Consumer Smart Data is personal, highly sensitive and subject to Data Protection laws. Organisations holding such data on behalf of customers are obliged to protect it and generally have little appetite or incentive to share this data, citing both GDPR and commercial privacy concerns. This can create a significant barrier to innovation, preventing the sharing of data to uncover new insights and unlock value that can benefit individuals, organisations and the wider economy and society.
Synthetic data is an approach used widely to test innovative new ideas without the risk of breaching privacy laws and potentially harming individuals.
Smart Data Foundry, one of the partners in the Smart Data Discovery Challenge, generates synthetic data artificially. This synthetic data is based on simulations of millions of real-world events, but does not contain any real personal information and requires no real data to be used in the synthesis process, thereby removing all GDPR concerns. Recent deployments include supporting industry collaboration events (‘tech sprints’) hosted by the Financial Conduct Authority (FCA), Payment Systems Regulator (PSR), Fintech Scotland as well as individual banks and fintech organisations.
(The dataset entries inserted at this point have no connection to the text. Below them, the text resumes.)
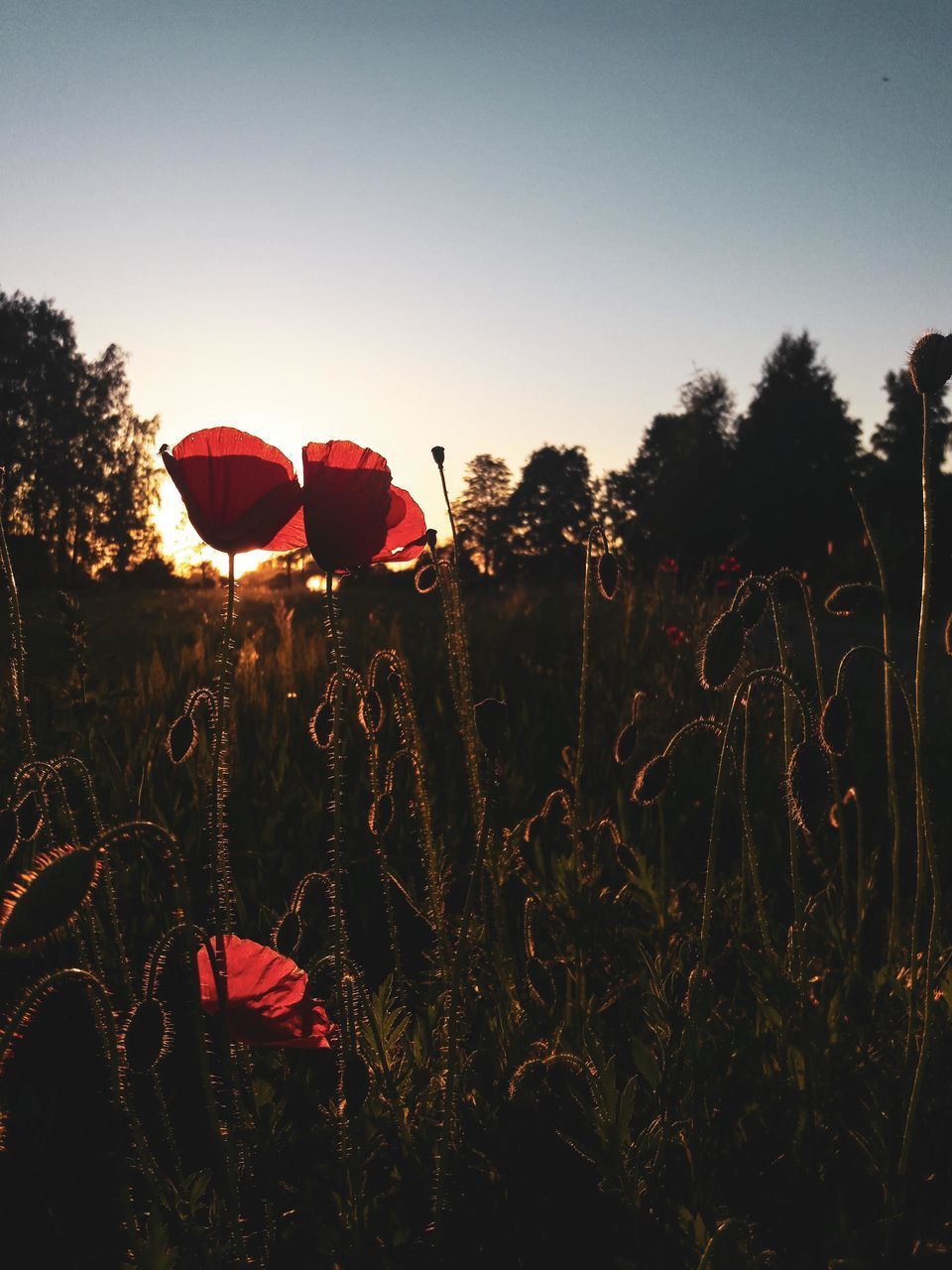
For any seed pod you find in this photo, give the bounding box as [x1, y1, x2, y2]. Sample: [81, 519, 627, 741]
[824, 581, 883, 617]
[473, 698, 509, 756]
[165, 715, 198, 763]
[0, 807, 19, 861]
[309, 701, 334, 749]
[787, 738, 831, 833]
[701, 608, 745, 689]
[631, 754, 671, 807]
[615, 722, 639, 767]
[738, 586, 767, 631]
[272, 908, 304, 956]
[122, 997, 173, 1075]
[17, 790, 44, 842]
[367, 790, 394, 838]
[344, 1054, 371, 1115]
[595, 552, 618, 599]
[0, 847, 100, 949]
[908, 330, 952, 394]
[357, 689, 384, 736]
[820, 693, 853, 757]
[414, 564, 439, 595]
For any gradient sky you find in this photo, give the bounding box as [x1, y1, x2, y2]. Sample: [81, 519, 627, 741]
[0, 0, 952, 566]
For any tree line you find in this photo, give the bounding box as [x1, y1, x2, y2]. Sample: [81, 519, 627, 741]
[453, 331, 952, 599]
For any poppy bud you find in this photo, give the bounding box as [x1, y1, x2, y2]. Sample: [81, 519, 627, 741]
[0, 807, 17, 860]
[344, 1054, 371, 1115]
[309, 701, 334, 749]
[820, 693, 853, 756]
[631, 754, 671, 807]
[701, 608, 747, 689]
[787, 739, 830, 833]
[824, 581, 883, 617]
[615, 722, 639, 767]
[414, 564, 439, 595]
[367, 790, 394, 838]
[473, 698, 509, 756]
[272, 908, 304, 956]
[597, 552, 618, 599]
[165, 715, 198, 763]
[738, 586, 767, 631]
[908, 330, 952, 394]
[17, 790, 44, 842]
[357, 689, 384, 736]
[122, 997, 172, 1075]
[0, 847, 100, 949]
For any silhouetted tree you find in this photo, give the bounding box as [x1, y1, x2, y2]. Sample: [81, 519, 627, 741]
[507, 445, 594, 571]
[0, 292, 159, 581]
[734, 331, 860, 572]
[453, 454, 513, 575]
[604, 371, 736, 572]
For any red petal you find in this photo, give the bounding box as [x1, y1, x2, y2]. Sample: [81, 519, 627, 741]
[162, 428, 304, 553]
[303, 441, 391, 572]
[373, 485, 426, 562]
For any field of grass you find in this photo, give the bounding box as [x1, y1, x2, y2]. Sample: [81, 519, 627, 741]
[0, 543, 952, 1270]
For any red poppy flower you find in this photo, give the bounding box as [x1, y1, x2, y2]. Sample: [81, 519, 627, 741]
[198, 935, 337, 1049]
[303, 441, 426, 572]
[160, 428, 305, 555]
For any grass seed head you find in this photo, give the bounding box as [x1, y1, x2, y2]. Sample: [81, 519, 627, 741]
[165, 713, 198, 763]
[820, 693, 853, 757]
[0, 847, 100, 949]
[122, 997, 173, 1075]
[908, 330, 952, 394]
[595, 552, 618, 599]
[699, 608, 747, 689]
[787, 736, 831, 833]
[631, 754, 671, 807]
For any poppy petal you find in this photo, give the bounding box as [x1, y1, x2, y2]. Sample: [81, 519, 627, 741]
[373, 485, 426, 562]
[303, 441, 391, 572]
[162, 428, 304, 553]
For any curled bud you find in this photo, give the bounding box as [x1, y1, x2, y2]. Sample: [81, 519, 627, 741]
[309, 701, 334, 749]
[631, 754, 671, 807]
[414, 564, 439, 595]
[473, 698, 509, 756]
[595, 552, 618, 599]
[615, 722, 639, 767]
[122, 997, 172, 1076]
[272, 908, 304, 956]
[367, 790, 394, 838]
[820, 693, 853, 757]
[824, 581, 883, 617]
[701, 608, 747, 689]
[908, 330, 952, 394]
[738, 586, 767, 631]
[165, 715, 198, 763]
[787, 738, 830, 833]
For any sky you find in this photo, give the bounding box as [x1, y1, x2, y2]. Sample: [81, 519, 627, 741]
[0, 0, 952, 566]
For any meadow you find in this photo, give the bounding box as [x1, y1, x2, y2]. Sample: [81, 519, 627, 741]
[0, 439, 952, 1270]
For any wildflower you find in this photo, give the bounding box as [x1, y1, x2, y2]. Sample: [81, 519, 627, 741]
[198, 935, 337, 1049]
[160, 428, 305, 555]
[303, 441, 426, 572]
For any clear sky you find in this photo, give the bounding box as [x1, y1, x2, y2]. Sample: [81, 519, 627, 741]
[0, 0, 952, 569]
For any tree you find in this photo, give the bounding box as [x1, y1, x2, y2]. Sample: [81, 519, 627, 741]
[0, 292, 159, 581]
[507, 445, 594, 571]
[604, 371, 735, 572]
[453, 454, 513, 575]
[734, 331, 860, 572]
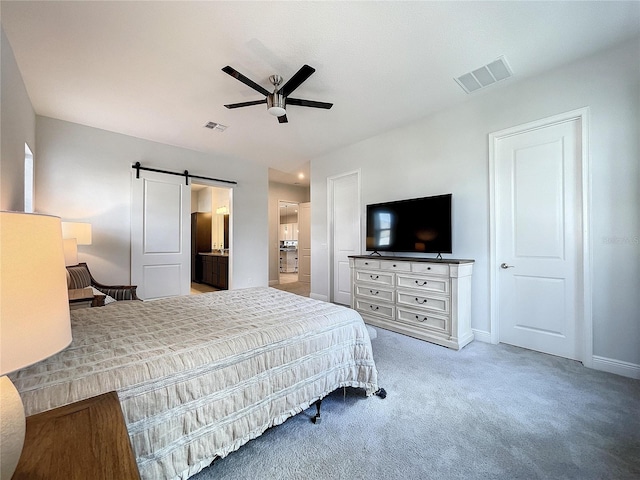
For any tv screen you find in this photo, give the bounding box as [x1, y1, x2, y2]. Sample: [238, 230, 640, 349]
[367, 193, 452, 253]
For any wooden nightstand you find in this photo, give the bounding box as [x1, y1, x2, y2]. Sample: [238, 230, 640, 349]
[13, 392, 140, 480]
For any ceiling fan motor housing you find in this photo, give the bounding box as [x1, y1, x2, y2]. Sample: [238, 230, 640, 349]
[267, 92, 287, 117]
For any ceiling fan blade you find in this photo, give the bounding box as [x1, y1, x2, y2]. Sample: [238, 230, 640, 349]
[287, 98, 333, 109]
[280, 65, 316, 97]
[222, 65, 271, 97]
[225, 98, 267, 108]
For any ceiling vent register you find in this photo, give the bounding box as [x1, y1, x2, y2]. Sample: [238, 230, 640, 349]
[455, 56, 513, 93]
[204, 122, 227, 132]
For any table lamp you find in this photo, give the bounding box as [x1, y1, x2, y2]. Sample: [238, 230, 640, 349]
[62, 222, 91, 267]
[0, 212, 71, 479]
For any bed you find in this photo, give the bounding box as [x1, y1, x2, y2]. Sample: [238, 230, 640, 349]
[11, 288, 379, 480]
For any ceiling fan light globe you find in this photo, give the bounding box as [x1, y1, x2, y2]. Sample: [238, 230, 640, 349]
[267, 107, 287, 117]
[267, 92, 287, 117]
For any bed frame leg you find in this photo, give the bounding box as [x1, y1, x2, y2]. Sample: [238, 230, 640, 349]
[311, 399, 322, 425]
[374, 388, 387, 398]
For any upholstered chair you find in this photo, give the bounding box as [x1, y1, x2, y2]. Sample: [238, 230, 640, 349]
[67, 262, 140, 306]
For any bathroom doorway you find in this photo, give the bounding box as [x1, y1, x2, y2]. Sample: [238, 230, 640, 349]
[278, 200, 299, 284]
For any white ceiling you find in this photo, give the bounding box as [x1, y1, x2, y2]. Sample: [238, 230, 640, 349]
[1, 1, 640, 183]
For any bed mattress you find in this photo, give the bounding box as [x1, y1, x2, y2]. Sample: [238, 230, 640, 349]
[10, 288, 378, 480]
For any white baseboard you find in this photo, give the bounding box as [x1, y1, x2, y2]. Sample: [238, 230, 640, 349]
[471, 328, 491, 343]
[592, 355, 640, 380]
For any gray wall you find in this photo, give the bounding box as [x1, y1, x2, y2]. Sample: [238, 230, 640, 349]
[311, 39, 640, 375]
[0, 29, 38, 211]
[36, 116, 268, 288]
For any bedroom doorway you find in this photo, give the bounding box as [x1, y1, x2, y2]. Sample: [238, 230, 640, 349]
[190, 183, 233, 294]
[490, 110, 592, 362]
[278, 200, 300, 284]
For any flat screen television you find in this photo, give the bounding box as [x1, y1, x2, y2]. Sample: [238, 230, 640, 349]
[367, 193, 452, 254]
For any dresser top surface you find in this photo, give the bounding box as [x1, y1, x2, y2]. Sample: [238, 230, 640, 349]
[349, 255, 475, 264]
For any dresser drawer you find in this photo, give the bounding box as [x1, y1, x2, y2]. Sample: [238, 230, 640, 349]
[355, 284, 393, 302]
[411, 262, 449, 277]
[355, 258, 380, 270]
[380, 260, 411, 272]
[397, 307, 450, 333]
[355, 298, 396, 320]
[396, 292, 450, 313]
[396, 275, 449, 295]
[356, 270, 395, 287]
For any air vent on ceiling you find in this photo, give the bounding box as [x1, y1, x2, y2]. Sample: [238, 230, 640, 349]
[455, 57, 513, 93]
[204, 122, 227, 132]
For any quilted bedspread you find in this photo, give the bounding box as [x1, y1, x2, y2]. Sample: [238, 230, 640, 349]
[10, 288, 378, 480]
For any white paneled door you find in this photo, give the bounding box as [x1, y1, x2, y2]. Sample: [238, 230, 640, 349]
[131, 171, 191, 300]
[329, 172, 360, 305]
[494, 114, 582, 359]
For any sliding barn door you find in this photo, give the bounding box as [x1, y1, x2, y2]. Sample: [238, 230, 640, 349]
[131, 171, 191, 300]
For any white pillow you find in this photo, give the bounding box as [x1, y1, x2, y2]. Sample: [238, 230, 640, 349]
[91, 287, 116, 305]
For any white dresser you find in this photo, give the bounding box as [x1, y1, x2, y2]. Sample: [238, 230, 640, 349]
[349, 256, 474, 350]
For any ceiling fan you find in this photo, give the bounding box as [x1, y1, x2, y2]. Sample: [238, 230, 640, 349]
[222, 65, 333, 123]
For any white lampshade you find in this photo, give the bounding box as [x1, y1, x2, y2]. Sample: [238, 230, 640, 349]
[62, 238, 78, 267]
[0, 212, 71, 375]
[0, 212, 71, 478]
[62, 222, 91, 245]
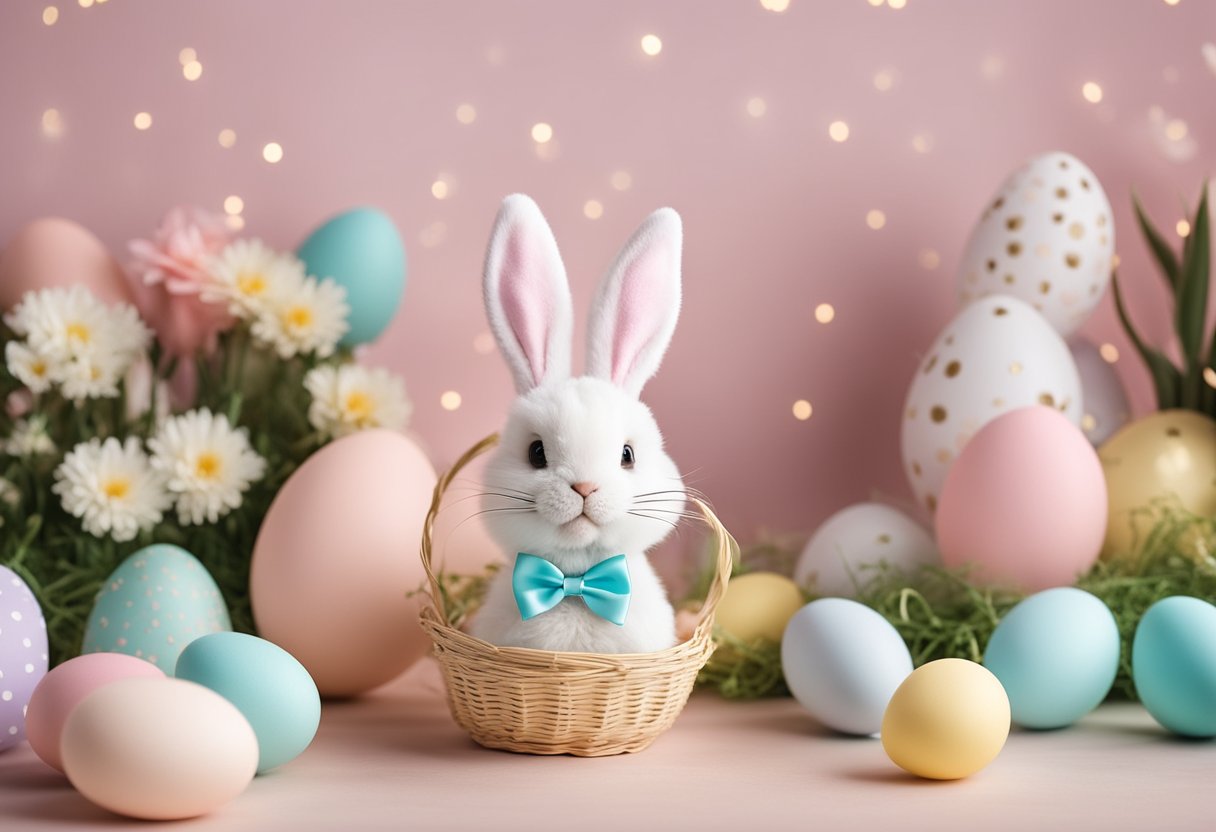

Smart Data Foundry’s data products extend from existing Smart Data schemes like Open Banking, into personal identity, wider financial services (Open Finance) and telecommunications. By combining sector insight, publicly available data (from sources like ONS, Census, UK Finance) and statistical analyses of real datasets, Smart Data Foundry can create rich, realistic yet entirely synthetic data for networks of synthetic individuals and companies – for example: monthly energy and water bills; phone call and text message metadata; bank transactions and payments; company and director details, and so on.
Crucially for the potential Smart Data challenge prize – which would focus on cross-sector Smart Data use cases – this approach makes it possible to provide data that spans industries and sectors while maintaining a link across these datasets to individual consumers and small businesses. Unique identifiers can be assigned allowing us to simulate the capabilities of a Digital ID scheme without the complexity of implementing such a scheme. This means participants in a potential challenge prize would be able to develop and test Smart Data use cases that are cross-sectoral.
During the Smart Data Discovery Challenge, we will work with participants to identify additional datasets that need to be created, or changes to existing datasets to support promising use case ideas that have been proposed in the open call.
Then, to ensure that the synthetic data being created is representative of the real-world data it seeks to mimic, we will engage relevant sector experts, including data holders and other relevant stakeholders across industries emerging as candidates for Smart Data schemes and challenge prize use cases. These will provide industry expertise and insight to support the generation of synthetic data for the potential challenge prize.